The House Administration Committee approved a resolution Friday to cut the budget of every committee but one for the second session of the 112th Congress.

Overall committee spending would be trimmed 6.4 percent in 2012, as called for in the House-passed legislative branch appropriations bill.

Only the Ethics Committee would see an increase, of 11.5 percent. The panel contracted outside counsel to address complications that have arisen from the investigation of Rep. Maxine Waters (D-Calif.). The funding level was provided so the Ethics Committee could extend until the end of July the counsel’s contract originally set to expire early next year. The House Administration Committee, which is responsible for approving such contracts, signed off on it Friday.

The funding resolution, which must be approved by the full House, would reduce the Armed Services Committee budget by 2 percent. The panel was spared the larger cut because it will have to deal with the sequestration of $500 billion in defense spending scheduled to begin in January 2013.

Approval of the funding resolution comes after a hearing a few weeks earlier in which committee chairmen and ranking members testified that it would be difficult to do more with less — the cuts for 2012 follow on a 5 percent decrease for 2011.

Though many panel leaders said they understood the need to lead by example in the broader campaign to cut federal spending, they asked to be spared deep cuts if possible.

To accommodate Ethics and Armed Services and still reach the 6.4 percent figure from the spending bill, the measure by House Administration Chairman Dan Lungren (R-Calif.) dinged his own panel as well as a few others. The House Administration; Science, Space and Technology; and Small Business committees are all taking larger-than-average cuts: 7.1 percent, 10 percent and 7.5 percent, respectively.

All other committees will have their funding cut by 6.4 percent.

House Administration ranking member Robert Brady (D-Pa.) and Rep.
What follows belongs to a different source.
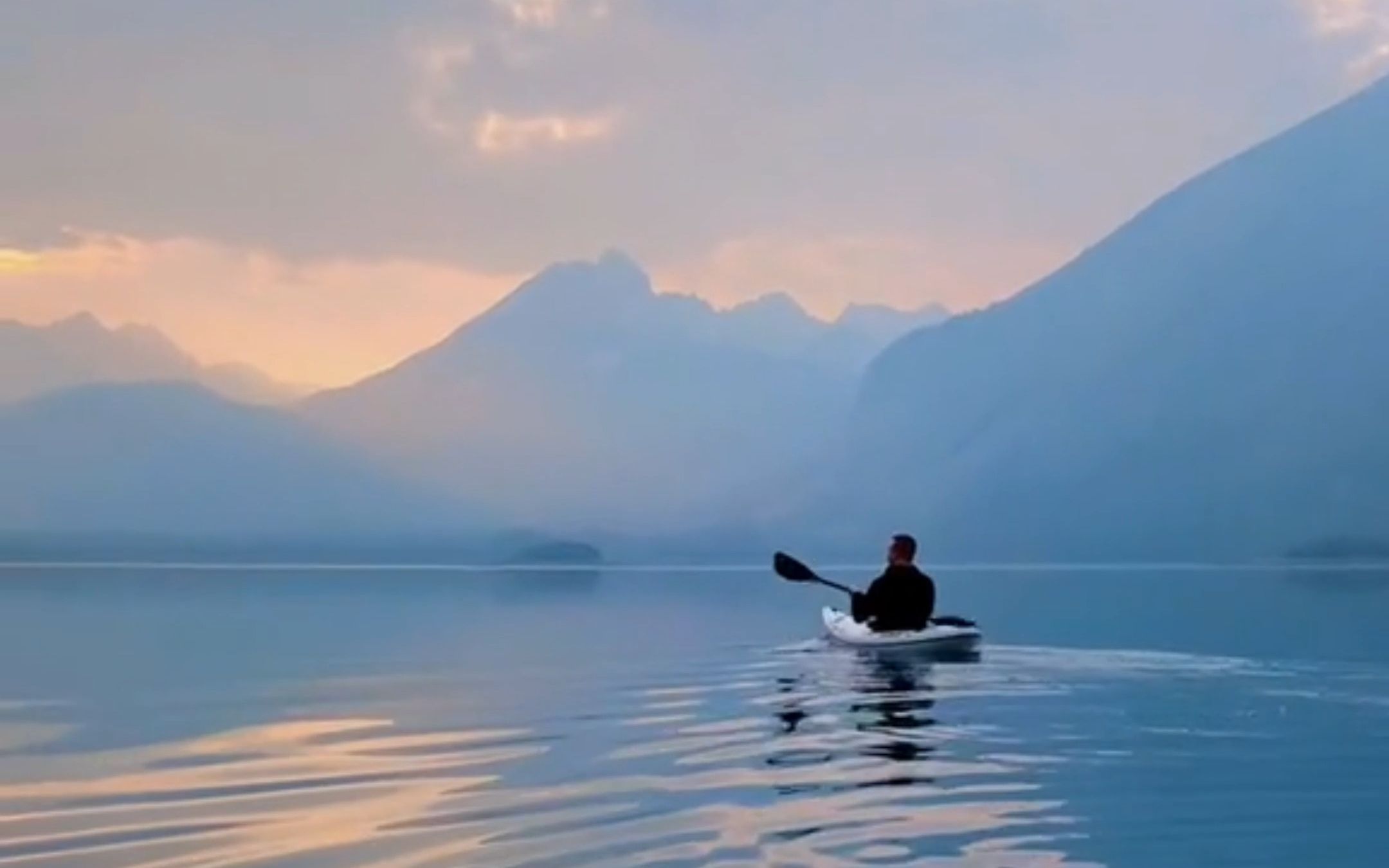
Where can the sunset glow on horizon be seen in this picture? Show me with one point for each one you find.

Charlie Gonzalez (D-Texas) opposed the resolution, saying it could hurt committees’ abilities to function and might result in staff layoffs.

Brady offered an amendment that would require committees to pay, for up to 60 days, the salaries of staffers who are dismissed as a result of the budget cuts authorized by the resolution.
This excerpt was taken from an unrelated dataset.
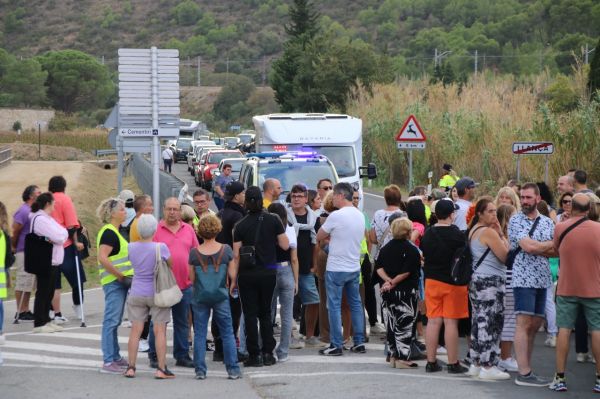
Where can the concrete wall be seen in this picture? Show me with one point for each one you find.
(29, 118)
Gonzalez said it was especially appropriate to offer such severance packages at a time when unemployment rates are high: “It’s important to take into consideration that staffers will be losing their jobs as a result of more austere times,” he said.
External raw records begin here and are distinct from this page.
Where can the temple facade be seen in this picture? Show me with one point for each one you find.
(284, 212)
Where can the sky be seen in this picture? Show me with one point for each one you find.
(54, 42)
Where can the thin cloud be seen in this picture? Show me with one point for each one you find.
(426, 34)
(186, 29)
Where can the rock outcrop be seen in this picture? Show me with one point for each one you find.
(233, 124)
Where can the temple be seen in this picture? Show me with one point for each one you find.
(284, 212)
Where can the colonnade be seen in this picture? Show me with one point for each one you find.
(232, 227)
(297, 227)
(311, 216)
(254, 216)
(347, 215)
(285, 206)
The amendment was rejected along party lines, with Lungren opposing it “with no great joy.”

“Frankly we don’t have the money at this time,” he said.

2012 Capitol Christmas Tree to Hail From Colorado

Christmas 2011 has not yet come, but Colorado’s Congressional delegation is already excited to announce that the 2012 Capitol Christmas Tree will hail from the Centennial State.

The tree will come from Colorado’s White River National Forest, and the Forest Service will work over the next year to pick “candidate trees,” according to a news release sent Friday by Democratic Sens. Mark Udall and Michael Bennet and GOP Rep. Scott Tipton.

Colorado has provided the “People’s Tree” twice previously: in 1990 and in 2000.

This year’s tree is a 65-foot white fir from California’s Stanislaus National Forest.